Since we’ve started to talk about behavior problem in the last post, I’d like to continue the topic and talk about separation anxiety. This is a major behavioral problem which touches many dog owners.
- What is separation anxiety? What causes it? Separation anxiety is when dogs become triggered by being left alone. They are often afraid of being left by their pet parents or people they are attached to. Some pets may also show signs of anxiety when their owners are preparing to walk out the door. Many dogs start barking seconds after being left alone and often show distress behavior within a short period of time. These behaviors can often lead to self-harm and household destruction.
- Common symptoms
– Urinating and Defecating
– Barking and Loud Howling
– Chewing, Digging and Destruction
– Coprophagia – some dogs defecate and then consume their excrement
- Treating separation anxiety
First of all, be sure to visit your vet and make sure that your dog is healthy. Once you’ve done a check up, you can try to begin treating your pet’s anxiety problems. I would recommend meeting with a specialist but you can it’s not necessary.

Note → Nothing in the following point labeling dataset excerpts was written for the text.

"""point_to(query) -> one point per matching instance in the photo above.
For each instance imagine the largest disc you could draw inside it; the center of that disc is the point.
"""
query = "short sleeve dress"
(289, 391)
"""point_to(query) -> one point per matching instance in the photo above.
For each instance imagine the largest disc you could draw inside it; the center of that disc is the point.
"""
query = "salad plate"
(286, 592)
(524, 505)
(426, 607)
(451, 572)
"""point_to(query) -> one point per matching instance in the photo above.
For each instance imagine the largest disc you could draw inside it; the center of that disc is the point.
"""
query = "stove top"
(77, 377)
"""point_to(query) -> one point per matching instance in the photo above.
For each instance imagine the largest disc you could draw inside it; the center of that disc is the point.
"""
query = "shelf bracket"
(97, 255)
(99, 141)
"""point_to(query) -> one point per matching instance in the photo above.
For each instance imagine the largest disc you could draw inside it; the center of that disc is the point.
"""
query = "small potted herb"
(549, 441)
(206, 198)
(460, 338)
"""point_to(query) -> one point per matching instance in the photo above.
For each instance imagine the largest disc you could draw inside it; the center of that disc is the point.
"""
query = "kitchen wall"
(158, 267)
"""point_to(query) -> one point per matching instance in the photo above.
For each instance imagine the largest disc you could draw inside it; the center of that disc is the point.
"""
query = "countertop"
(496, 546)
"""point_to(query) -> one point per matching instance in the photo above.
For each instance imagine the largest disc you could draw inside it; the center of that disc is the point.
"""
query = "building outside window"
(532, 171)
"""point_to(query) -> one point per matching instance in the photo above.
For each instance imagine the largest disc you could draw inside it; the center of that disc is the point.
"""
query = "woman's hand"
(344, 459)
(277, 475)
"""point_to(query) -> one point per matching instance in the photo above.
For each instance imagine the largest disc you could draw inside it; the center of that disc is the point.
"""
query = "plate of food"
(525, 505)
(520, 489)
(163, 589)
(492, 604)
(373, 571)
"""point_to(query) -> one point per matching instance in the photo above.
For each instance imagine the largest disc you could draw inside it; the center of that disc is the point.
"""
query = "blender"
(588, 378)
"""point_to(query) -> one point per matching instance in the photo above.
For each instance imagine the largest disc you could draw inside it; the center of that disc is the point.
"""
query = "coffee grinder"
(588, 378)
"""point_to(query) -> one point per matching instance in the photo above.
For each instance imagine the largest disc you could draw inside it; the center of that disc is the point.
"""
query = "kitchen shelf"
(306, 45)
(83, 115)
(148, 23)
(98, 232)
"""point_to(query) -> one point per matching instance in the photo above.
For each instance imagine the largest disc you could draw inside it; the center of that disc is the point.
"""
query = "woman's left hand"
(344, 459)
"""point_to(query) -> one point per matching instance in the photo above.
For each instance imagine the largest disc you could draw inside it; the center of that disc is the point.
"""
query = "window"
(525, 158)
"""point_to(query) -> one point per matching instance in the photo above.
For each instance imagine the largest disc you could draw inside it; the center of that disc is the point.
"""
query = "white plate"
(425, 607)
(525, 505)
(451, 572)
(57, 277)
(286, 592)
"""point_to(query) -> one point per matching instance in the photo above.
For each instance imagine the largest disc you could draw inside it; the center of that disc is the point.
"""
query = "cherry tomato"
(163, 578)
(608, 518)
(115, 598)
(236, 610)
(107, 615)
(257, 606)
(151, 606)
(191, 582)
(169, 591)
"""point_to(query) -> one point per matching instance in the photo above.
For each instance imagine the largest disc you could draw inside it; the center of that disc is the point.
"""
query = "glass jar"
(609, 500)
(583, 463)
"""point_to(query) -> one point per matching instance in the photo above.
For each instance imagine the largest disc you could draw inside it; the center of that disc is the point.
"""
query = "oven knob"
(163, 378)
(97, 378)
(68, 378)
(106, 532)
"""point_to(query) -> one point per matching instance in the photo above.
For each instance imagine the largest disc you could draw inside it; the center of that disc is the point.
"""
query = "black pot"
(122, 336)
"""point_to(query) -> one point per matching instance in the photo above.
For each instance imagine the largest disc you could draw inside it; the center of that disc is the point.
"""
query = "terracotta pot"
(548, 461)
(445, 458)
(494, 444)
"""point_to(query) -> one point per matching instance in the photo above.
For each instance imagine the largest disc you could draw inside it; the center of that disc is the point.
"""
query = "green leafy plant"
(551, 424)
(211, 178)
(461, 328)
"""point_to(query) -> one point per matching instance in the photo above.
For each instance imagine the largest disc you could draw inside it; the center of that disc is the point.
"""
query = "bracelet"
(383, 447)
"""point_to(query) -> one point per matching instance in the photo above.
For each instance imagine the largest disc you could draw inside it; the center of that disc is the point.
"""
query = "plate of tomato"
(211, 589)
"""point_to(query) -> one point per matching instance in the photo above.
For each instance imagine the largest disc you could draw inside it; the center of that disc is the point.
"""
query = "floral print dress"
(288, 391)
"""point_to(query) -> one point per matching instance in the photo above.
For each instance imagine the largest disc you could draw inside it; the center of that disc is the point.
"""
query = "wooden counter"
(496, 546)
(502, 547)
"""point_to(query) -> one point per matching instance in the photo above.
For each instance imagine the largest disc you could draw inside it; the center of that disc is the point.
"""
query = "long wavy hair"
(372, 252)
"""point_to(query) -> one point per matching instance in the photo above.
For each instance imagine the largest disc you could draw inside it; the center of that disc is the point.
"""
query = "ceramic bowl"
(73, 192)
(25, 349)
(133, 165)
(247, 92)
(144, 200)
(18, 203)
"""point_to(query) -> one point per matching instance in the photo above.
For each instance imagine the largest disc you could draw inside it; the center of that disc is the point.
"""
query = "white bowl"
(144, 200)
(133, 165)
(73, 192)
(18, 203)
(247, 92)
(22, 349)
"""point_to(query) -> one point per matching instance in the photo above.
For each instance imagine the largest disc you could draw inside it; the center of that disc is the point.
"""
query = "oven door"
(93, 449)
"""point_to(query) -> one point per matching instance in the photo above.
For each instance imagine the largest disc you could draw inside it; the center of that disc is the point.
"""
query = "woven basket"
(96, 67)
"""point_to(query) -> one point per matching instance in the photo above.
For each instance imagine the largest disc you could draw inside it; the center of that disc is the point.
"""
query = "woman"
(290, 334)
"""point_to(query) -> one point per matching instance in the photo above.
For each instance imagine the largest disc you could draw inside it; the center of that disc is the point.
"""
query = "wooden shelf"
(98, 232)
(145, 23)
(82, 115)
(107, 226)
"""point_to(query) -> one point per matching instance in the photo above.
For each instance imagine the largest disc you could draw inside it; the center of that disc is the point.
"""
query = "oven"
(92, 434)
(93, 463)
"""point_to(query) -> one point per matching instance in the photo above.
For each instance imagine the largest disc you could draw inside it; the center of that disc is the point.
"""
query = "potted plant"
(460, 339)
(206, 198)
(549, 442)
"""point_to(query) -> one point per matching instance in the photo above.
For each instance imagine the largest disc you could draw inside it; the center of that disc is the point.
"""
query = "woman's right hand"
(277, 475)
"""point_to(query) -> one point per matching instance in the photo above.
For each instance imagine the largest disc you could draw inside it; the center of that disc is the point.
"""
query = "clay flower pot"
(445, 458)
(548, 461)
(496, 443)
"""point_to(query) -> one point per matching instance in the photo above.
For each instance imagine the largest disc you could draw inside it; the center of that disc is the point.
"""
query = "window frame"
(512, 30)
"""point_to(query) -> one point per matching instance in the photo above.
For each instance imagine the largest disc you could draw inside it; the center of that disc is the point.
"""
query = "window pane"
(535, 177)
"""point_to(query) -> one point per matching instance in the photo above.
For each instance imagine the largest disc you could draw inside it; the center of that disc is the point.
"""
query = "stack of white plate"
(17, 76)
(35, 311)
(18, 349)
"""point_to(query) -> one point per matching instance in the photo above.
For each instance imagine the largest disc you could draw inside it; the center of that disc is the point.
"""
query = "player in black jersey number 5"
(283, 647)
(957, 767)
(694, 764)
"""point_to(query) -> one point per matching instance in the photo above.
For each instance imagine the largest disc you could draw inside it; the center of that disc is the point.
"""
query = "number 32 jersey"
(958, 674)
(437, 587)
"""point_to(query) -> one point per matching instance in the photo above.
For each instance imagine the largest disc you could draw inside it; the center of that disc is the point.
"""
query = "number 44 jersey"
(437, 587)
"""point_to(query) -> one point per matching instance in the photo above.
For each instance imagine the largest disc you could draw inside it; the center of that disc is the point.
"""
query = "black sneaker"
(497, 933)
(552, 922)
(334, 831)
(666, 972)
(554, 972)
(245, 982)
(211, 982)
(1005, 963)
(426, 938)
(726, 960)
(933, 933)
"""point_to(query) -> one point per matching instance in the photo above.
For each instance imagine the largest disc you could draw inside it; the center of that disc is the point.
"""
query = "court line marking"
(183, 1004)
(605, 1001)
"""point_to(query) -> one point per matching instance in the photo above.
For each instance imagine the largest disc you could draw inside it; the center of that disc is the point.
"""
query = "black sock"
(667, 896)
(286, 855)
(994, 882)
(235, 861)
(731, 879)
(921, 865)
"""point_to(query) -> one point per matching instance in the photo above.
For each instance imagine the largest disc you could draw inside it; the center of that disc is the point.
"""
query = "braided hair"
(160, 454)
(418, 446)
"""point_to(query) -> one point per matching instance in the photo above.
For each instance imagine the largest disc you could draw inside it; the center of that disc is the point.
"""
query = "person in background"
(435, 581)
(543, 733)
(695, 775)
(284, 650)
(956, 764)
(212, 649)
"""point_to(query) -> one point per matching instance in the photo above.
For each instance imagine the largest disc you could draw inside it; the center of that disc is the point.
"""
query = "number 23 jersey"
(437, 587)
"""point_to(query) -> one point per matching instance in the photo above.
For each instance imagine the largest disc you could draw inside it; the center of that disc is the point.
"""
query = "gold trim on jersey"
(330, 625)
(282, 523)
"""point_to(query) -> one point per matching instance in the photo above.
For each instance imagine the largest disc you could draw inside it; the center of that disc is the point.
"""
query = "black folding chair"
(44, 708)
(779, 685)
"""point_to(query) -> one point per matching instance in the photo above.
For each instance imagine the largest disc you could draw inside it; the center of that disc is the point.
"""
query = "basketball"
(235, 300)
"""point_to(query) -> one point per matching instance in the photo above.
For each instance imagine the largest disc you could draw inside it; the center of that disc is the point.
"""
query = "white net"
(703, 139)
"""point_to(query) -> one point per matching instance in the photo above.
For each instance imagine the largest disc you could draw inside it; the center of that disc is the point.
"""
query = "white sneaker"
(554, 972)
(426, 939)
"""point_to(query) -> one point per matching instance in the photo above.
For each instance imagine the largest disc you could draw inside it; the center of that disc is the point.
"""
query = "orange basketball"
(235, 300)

“If your dog has a mild case of separation anxiety, counterconditioning might reduce or resolve the problem. Counterconditioning is a treatment process that changes an animal’s fearful, anxious or aggressive reaction to a pleasant, relaxed one instead. It’s done by associating the sight or presence of a feared or disliked person, animal, place, object or situation with something really good, something the dog loves. Over time, the dog learns that whatever he fears actually predicts good things for him. For dogs with separation anxiety, counterconditioning focuses on developing an association between being alone and good things, like delicious food. To develop this kind of association, every time you leave the house, you can offer your dog a puzzle toy stuffed with food that will take him at least 20 to 30 minutes to finish.” – ASPCA
If your dog has a severe case of separation anxiety, it requires a more complex desensitization and counterconditioning program. I would recommend trying the counterconditioning program with the help of a specialist. We often do not understand all the signals that our pet is sending and may need someone, who can help us meet their needs. I would also try the “Crate Method” which requires you to teach your dog that the crate is it’s “safe place”. Crate training does not suit all dogs. You should definitely monitor your pup while being at home and be sure that it doesn’t show any signs of stress while being in the crate. Exercise and aerobics are also great for helping your pet relax. Be sure to take him for an intense walk, run or swim before leaving him alone. Your dog will come back tired and probably want to rest for a while. Play some relaxing music for pets and allow your beloved friend to relax and calm down after a physical effort. You can also read through the ASPCA article linked above for more tips given to you by professionals.